Older Agents were all required to know how to shoot.  The shooting requirement for present day FBI Agents has been so diluted that many of the older guys could successfully shoot the new course blindfolded.  Current Agents often spend their day transfixed by a computer screen.  Older Agents were required to get out of the office and talk to people.  Older Agents were often what might be considered generalists, or at least potential generalists.  Present Agents are more specialized.  And, maybe this is how it should be.  I suppose the new guys and gals are a product of their times.

New Agents are paid much better than in the old days.  Perhaps, because of that, they hire and hopefully retain a better product.  That said, many of the older guys considered their position as a FBI Agent to be a ‘calling,’ and pay be damned.  On a personal note, I did not leave the Bureau because of the pay or benefits.  No, my decision to resign was more due to the hectic life in a big city, and a yearning for something more like what I was used to.  I took a big gamble leaving government employment; but, ultimately, life has treated me well.

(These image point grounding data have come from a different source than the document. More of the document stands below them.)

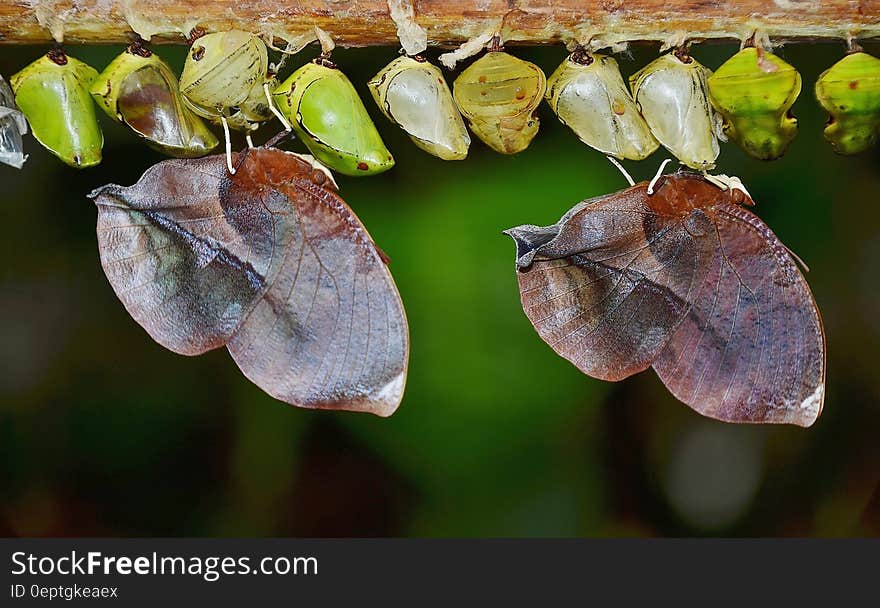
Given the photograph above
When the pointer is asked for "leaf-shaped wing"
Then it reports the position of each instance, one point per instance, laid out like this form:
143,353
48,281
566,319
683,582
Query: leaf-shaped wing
606,286
752,347
267,262
330,330
175,256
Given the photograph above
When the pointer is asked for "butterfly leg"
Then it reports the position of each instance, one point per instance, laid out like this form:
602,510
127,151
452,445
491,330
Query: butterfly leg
626,174
275,110
658,175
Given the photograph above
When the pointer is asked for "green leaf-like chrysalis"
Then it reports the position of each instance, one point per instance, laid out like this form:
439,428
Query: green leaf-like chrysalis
671,92
413,94
326,113
53,93
12,126
589,96
223,76
753,91
498,95
850,92
140,90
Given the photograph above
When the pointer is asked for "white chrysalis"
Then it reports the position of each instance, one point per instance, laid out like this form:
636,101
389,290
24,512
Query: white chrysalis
414,94
673,97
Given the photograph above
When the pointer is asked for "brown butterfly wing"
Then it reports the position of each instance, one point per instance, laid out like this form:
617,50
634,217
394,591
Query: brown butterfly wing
182,271
330,330
269,263
608,284
752,347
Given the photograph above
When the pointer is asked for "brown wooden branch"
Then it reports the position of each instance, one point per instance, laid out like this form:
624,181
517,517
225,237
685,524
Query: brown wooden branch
448,22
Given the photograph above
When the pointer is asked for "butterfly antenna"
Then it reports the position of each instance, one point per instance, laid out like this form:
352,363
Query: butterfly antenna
275,110
620,168
797,258
658,175
229,166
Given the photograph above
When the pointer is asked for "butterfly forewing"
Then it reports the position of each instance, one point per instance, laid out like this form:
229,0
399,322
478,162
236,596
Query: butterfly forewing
685,280
752,348
269,262
330,330
169,250
607,290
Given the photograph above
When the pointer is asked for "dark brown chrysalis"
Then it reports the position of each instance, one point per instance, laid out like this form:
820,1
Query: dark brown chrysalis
685,280
269,262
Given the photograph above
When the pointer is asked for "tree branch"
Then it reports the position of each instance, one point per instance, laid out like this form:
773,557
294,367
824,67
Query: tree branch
448,22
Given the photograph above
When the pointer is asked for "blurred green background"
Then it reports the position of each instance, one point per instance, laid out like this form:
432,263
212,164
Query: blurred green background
103,432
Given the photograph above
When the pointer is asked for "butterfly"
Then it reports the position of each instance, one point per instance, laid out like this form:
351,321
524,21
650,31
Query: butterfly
269,262
681,277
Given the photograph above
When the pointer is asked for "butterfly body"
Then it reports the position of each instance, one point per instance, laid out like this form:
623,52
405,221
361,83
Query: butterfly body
685,280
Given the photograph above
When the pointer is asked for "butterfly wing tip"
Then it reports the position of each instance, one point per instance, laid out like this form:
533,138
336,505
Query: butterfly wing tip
106,189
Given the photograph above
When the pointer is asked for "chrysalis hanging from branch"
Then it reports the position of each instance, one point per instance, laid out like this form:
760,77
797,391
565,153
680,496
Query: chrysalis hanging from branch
12,126
672,94
589,96
140,90
53,93
754,91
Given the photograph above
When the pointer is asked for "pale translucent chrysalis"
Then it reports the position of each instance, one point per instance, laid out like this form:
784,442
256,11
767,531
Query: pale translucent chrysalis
673,96
589,96
12,126
498,94
413,93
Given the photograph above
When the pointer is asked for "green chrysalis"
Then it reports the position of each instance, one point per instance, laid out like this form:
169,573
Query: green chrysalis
326,113
53,93
498,94
140,90
753,91
413,94
850,92
589,96
223,76
12,126
671,92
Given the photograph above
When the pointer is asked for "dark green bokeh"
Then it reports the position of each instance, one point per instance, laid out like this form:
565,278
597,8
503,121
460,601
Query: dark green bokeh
103,432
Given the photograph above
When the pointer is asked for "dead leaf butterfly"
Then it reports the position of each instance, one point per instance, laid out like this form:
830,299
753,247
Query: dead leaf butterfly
682,278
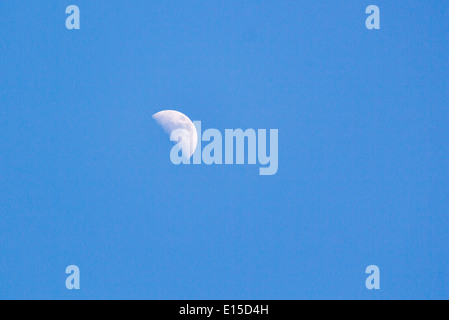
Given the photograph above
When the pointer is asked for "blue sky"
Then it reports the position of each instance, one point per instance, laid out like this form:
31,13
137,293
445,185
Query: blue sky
86,178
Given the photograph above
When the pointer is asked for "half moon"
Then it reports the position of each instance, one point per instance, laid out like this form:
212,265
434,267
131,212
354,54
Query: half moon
171,120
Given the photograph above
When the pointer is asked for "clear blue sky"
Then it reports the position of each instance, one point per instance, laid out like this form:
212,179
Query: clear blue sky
86,179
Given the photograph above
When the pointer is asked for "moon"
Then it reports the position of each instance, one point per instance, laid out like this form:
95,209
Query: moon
171,120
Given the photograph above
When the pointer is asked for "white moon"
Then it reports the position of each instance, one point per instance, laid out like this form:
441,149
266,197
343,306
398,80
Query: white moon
172,120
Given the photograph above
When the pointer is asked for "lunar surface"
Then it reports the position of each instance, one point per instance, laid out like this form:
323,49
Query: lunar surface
171,120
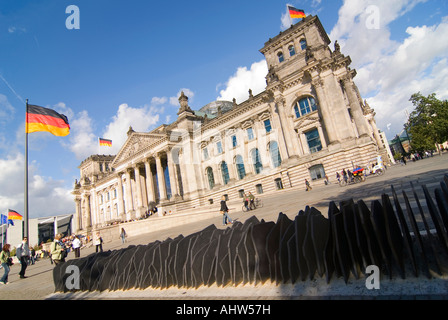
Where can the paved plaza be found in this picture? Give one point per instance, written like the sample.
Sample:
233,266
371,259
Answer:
39,284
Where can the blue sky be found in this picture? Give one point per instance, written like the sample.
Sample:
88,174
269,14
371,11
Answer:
129,60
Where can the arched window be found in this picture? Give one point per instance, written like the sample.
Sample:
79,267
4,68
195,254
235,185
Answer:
292,51
313,139
211,178
317,172
225,172
305,106
256,160
275,154
241,171
280,57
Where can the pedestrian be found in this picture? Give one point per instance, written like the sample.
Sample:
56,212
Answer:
251,201
307,185
32,255
225,212
23,254
57,251
123,235
76,245
98,242
6,262
246,202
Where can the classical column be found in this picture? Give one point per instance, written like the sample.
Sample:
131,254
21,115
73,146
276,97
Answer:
284,139
120,197
78,215
129,202
326,114
161,179
139,208
172,175
149,182
88,218
321,136
355,106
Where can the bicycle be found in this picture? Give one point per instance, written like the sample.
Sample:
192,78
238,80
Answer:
257,204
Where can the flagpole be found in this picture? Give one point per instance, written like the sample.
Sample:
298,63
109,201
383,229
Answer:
25,226
287,11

Another difference, perhaps, is that the modern day FBI has a lot of money to throw around – offering million dollar rewards and lucrative payments to informants.

Which brings me to Meezilini.  It appears that an uncover Agent or operative for the FBI was offering to engage Meezilini in some sort of music business.  Of course, this was all a ruse to gain his association and trust.  The FBI never had any intention of entering into any aspect of the music business.  They just wanted to get someone close to the target.  The target, in this case, was Meezilini.

Today’s FBI has Agents, and the operatives under Agents, who do nothing other than informant development.  Meezilini was targeted, I imagine, because Portland’s FBI administrators decided that the Mann Act was an appropriate priority for this area, and that Meezilini was an important player.  Subsequently, the assigned Agents had to make a plan of action as to how they might get next to him.

Rap music was a focal point.  Therefore, it would seem appropriate to assign a Black Agent as the principal case agent – even if that required bringing that Agent in from another Field Office.  As they say, ‘money talks.’  So, someone had to get next to Meezilini and get him to accept money under a contrived pretext.  It’s as simple as that.  Once the money starts to flow, the FBI expects something in return – namely information.

Finally, it must be said, that informant development may sound exciting; but it can be a distasteful and a corrupting pursuit for someone in law enforcement.  It requires befriending individuals that represent the darkest underbelly of humanity, as well as succesfully making those miscreants believe you are one with them.